Using prxy.monster with LlamaIndex (TypeScript)
LlamaIndex TS uses @llamaindex/openai for the OpenAI provider, which accepts a baseURL argument. Set it on the OpenAI LLM instance — every query engine, retriever, and agent that uses it inherits the routing.
Install
npm install llamaindex @llamaindex/openaiConfigure
import { OpenAI } from '@llamaindex/openai';
import { Settings } from 'llamaindex';
Settings.llm = new OpenAI({
model: 'gpt-4o',
apiKey: process.env.OPENAI_API_KEY, // your prxy key
additionalSessionOptions: {
baseURL: 'https://api.prxy.monster/v1',
},
});Or per-LLM (without setting a global default):
const llm = new OpenAI({
model: 'gpt-4o',
apiKey: process.env.OPENAI_API_KEY,
additionalSessionOptions: {
baseURL: 'https://api.prxy.monster/v1',
},
});
const queryEngine = index.asQueryEngine({ llm });Code change
The additionalSessionOptions: { baseURL: ... } line is the only diff. If you set the env var instead:
export OPENAI_BASE_URL=https://api.prxy.monster/v1
export OPENAI_API_KEY=prxy_live_xxxxxxxxxxxxxxxxxxxxxxxx…then no code change at all — the underlying OpenAI client picks it up.
Verify
curl https://api.prxy.monster/healthRun any query — successful response confirms routing.
What you get
- Semantic cache for repeated retrievals — same question across sessions returns cached answers.

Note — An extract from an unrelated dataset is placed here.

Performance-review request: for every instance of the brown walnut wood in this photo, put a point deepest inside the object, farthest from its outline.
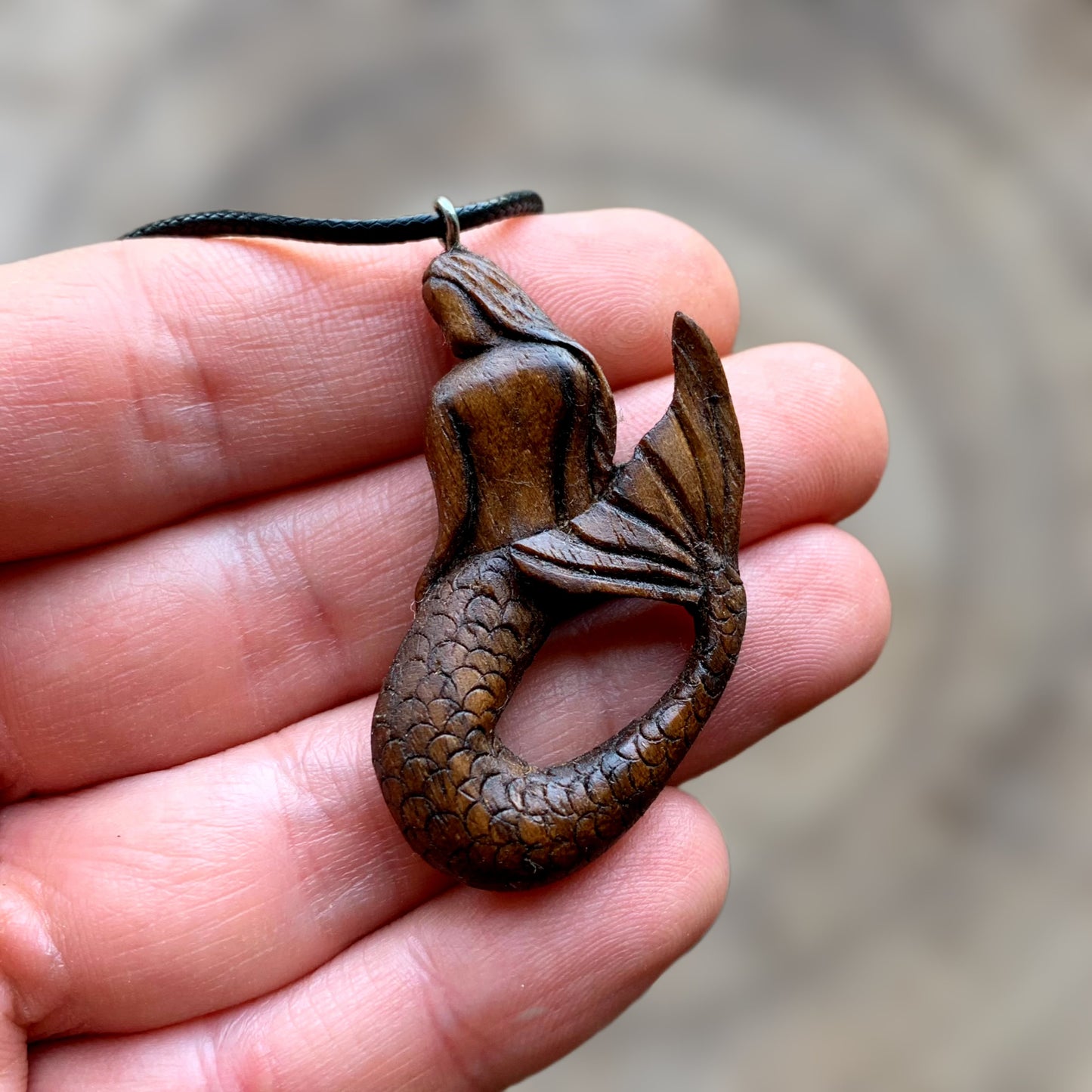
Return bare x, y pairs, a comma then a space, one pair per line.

- Pattern memory — successful query patterns get learned.
- Infinite context — long-running query engines stop hitting context limits via the
ipcmodule. - Cost guards — hard per-request budget caps before the OpenAI bill arrives.
Embeddings
LlamaIndex’s OpenAIEmbedding also accepts additionalSessionOptions.baseURL. Both your LLM calls AND your embedding calls route through prxy.monster:
import { OpenAIEmbedding } from '@llamaindex/openai';
Settings.embedModel = new OpenAIEmbedding({
model: 'text-embedding-3-small',
apiKey: process.env.OPENAI_API_KEY,
additionalSessionOptions: {
baseURL: 'https://api.prxy.monster/v1',
},
});Recommended pipeline
For RAG-heavy LlamaIndex apps:
PRXY_PIPE=semantic-cache,exact-cache,patterns,cost-guardexact-cache first because RAG often produces identical retrieval prompts.
Common issues
Settings.llmis global — set it once at app startup, before instantiating any indexes / engines.asQueryEngine()builds a fresh LLM call each query — every call goes through prxy.monster as expected.- Streaming —
queryEngine.query({ stream: true })works; cache hits replay as synthetic SSE.
Full example
Adapt examples/openai-quickstart — replace the OpenAI client with the LlamaIndex Settings.llm setup above.
Verify the exact option name (additionalSessionOptions.baseURL) with the LlamaIndex TS docs for your installed version.